If your loved one is unable to post bond, they may need your help making necessary arrangements. For example, you will want to provide the jail (or your defense attorney) with all of your loved one’s prescriptions and medications. Also, you may want to contact your loved one’s school, work, or community organizations to inform them of future absences. Make certain that things like rent or utilities do not go unpaid while your loved one is incarcerated.
Make sure your loved one has a system for remembering court dates.

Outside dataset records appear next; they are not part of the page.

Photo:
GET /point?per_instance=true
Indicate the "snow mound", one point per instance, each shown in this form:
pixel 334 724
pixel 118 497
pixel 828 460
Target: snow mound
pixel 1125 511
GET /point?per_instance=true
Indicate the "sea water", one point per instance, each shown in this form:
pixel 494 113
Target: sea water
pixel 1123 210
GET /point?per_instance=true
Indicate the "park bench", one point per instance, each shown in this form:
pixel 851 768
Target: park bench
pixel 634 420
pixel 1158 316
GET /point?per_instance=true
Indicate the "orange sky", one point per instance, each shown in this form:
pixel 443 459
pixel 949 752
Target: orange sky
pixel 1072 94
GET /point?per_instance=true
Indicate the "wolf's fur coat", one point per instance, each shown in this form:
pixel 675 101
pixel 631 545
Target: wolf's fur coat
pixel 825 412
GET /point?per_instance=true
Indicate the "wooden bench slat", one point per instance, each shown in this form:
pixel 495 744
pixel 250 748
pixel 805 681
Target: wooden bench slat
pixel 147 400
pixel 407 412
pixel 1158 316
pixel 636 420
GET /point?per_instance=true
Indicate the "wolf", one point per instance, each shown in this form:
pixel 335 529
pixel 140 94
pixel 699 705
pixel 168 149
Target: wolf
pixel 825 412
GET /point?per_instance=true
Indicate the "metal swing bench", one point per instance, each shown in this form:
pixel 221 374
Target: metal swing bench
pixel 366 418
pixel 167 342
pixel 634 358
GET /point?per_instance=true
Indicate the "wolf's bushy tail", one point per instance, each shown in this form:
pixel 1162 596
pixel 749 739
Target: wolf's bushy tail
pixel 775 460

Missing a court date can spell disaster for your friend or loved one. A failure to appear can result in your friend or loved one being re-arrested. They will be subject to a bail increase if they can even get bail at all. The prosecutor may pursue additional charges. If your friend or loved one has a smart phone that was not seized by police, they should use a calendar app to record all of their court dates and can usually set up alarms and reminders. If they don’t have a smart phone, an inexpensive paper calendar or planner can usually be found at the office supply store for a few dollars. Make sure they are in the habit of writing down their court dates and that they check it regularly.
Arrange a ride.
The judge and prosecutor will not be persuaded to help your friend or loved one if they missed court because they don’t have a ride. Judges and prosecutors always think it is your friend or loved one’s responsibility to arrange to get to court. They will expect them to have cab or bus fare if they don’t have a car, and they’ll expect them to catch their cab or bus early enough to arrive at court on time. If they will rely on a friend for a ride, make sure that their ride is trustworthy, punctual, and has a vehicle that is reliable.
If they miss their ride or get sick, make sure they call their criminal defense attorney as soon as possible so the attorney can let the court know. If they can’t reach their lawyer, have them call the clerk in the courtroom and let them know (briefly!) that nature of the problem (e.g., missed bus, car broke down, etc.) and their estimated time of arrival—the sooner, the better.